No es secreto que para Israel, el alto el fuego con Irán en la primera semana de abril, fue pactado prematuramente y que aún se debería haber seguido atacando blancos militares en territorio iraní. Eso no significa sin embargo que planeaba lanzarse solo a atacar nuevamente a Irán.
Pero ahora, está en el horizonte la posibilidad que los choques de los últimos días se amplíen y que en la práctica, se reanude la guerra. Por ahora, aviones de carga de combustible, que se había retirado de la región, están volviendo.Trump dio la orden.
“Para mí, esto se terminó”, declaró ayer el presidente de Estados Unidos, Donald Trump, al ser consultado por un periodista sobre si los incidentes violentos con Irán de las últimas jornadas equivalen al fin del Memorando de Entendimiento con Teherán. Con su estilo tan particular, Trump afirmó que “esta gente es basura”, que están “locos de la cabeza”, que son malvados y malintencionados… y que volverá a atacar a Irán.
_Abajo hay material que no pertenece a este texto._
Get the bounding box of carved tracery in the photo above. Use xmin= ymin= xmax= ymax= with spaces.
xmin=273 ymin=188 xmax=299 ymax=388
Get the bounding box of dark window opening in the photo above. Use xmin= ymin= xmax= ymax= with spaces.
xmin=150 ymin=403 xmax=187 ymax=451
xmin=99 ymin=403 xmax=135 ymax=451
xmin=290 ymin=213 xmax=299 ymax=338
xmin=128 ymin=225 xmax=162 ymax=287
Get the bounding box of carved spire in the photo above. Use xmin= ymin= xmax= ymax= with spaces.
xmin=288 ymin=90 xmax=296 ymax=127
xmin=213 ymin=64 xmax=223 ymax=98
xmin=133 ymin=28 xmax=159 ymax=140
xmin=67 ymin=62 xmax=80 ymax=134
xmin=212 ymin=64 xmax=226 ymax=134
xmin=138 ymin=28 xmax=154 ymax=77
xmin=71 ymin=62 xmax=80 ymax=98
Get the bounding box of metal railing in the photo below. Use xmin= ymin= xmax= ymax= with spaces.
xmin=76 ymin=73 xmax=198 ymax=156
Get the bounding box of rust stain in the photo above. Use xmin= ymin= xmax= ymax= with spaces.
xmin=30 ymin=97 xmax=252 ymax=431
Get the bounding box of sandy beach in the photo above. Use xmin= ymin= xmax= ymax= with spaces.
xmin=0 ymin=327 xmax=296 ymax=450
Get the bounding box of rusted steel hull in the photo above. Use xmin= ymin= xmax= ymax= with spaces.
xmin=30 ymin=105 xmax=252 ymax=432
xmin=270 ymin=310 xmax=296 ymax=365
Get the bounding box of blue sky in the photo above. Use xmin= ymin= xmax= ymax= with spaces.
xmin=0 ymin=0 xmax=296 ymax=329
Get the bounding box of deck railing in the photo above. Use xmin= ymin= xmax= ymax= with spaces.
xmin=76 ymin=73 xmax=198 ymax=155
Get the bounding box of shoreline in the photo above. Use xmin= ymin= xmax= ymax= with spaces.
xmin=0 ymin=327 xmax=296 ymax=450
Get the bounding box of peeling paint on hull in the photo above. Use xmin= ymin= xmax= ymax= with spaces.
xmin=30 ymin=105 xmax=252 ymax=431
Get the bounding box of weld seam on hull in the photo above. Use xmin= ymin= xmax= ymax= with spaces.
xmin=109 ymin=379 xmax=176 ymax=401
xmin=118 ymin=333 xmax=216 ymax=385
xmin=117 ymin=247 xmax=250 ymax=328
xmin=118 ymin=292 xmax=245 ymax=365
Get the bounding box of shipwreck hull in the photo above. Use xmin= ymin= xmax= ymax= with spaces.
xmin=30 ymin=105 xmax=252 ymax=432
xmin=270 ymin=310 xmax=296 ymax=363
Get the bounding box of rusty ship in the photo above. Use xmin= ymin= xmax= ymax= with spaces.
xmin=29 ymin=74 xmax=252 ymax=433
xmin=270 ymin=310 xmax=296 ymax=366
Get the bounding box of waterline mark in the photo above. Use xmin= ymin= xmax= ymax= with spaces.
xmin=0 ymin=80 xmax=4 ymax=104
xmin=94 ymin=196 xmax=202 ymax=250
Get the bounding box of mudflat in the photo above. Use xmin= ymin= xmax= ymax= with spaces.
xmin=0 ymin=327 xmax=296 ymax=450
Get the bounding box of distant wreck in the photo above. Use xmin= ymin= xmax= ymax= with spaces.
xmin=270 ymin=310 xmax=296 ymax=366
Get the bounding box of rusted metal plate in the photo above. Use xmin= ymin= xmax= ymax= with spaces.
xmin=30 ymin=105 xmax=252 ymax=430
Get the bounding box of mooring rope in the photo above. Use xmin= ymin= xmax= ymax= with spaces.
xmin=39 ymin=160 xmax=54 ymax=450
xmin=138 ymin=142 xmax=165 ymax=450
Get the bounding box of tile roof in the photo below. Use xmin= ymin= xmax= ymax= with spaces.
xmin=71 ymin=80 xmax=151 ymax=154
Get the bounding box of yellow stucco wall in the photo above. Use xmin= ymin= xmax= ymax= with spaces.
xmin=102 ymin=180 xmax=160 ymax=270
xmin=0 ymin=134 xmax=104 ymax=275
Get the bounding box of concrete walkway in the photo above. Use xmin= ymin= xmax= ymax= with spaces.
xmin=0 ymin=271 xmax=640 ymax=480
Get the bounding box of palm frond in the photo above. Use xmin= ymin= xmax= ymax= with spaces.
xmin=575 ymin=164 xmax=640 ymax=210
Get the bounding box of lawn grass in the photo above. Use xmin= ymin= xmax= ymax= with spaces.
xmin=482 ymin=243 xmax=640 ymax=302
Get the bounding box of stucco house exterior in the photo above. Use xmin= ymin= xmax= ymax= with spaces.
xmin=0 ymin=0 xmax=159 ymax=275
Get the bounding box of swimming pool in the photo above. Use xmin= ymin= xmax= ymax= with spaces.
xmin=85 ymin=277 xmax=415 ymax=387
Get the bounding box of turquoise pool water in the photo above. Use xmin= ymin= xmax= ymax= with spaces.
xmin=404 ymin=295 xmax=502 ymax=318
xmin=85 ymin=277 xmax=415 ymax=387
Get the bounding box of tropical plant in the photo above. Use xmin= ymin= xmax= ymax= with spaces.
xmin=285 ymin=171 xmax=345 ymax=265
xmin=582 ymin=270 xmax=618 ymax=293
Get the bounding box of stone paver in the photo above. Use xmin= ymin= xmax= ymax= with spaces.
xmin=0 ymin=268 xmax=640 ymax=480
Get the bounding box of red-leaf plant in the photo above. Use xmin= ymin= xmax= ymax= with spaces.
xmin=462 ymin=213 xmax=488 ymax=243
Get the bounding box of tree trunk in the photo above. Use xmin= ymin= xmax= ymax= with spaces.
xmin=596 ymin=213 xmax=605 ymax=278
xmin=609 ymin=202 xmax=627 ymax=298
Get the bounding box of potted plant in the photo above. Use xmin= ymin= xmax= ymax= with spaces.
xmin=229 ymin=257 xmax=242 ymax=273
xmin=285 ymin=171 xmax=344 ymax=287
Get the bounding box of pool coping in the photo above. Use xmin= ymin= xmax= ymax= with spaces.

Esto, de forma limitada, ya se ha concretado en respuesta a varios casos en los que Irán disparó contra buques que cruzaban el estrecho de Ormuz sin haberlo coordinado antes con ellos, una exigencia que Teherán intenta imponer. Cabe recordar que el estrecho de Ormuz está constituido por aguas internacionales en las que Irán no tiene derecho alguno a cobrar peaje ni a restringir el paso de ningún país.
Estados Unidos respondió a las agresiones e Irán contestó a su vez lanzando misiles hacia Bahrein y Kuwait. Trump asegura haberse cansado y haber llegado a la conclusión de que “esto no conduce a nada”… y uno cae en la tentación de preguntarle cómo es que no lo comprendió antes.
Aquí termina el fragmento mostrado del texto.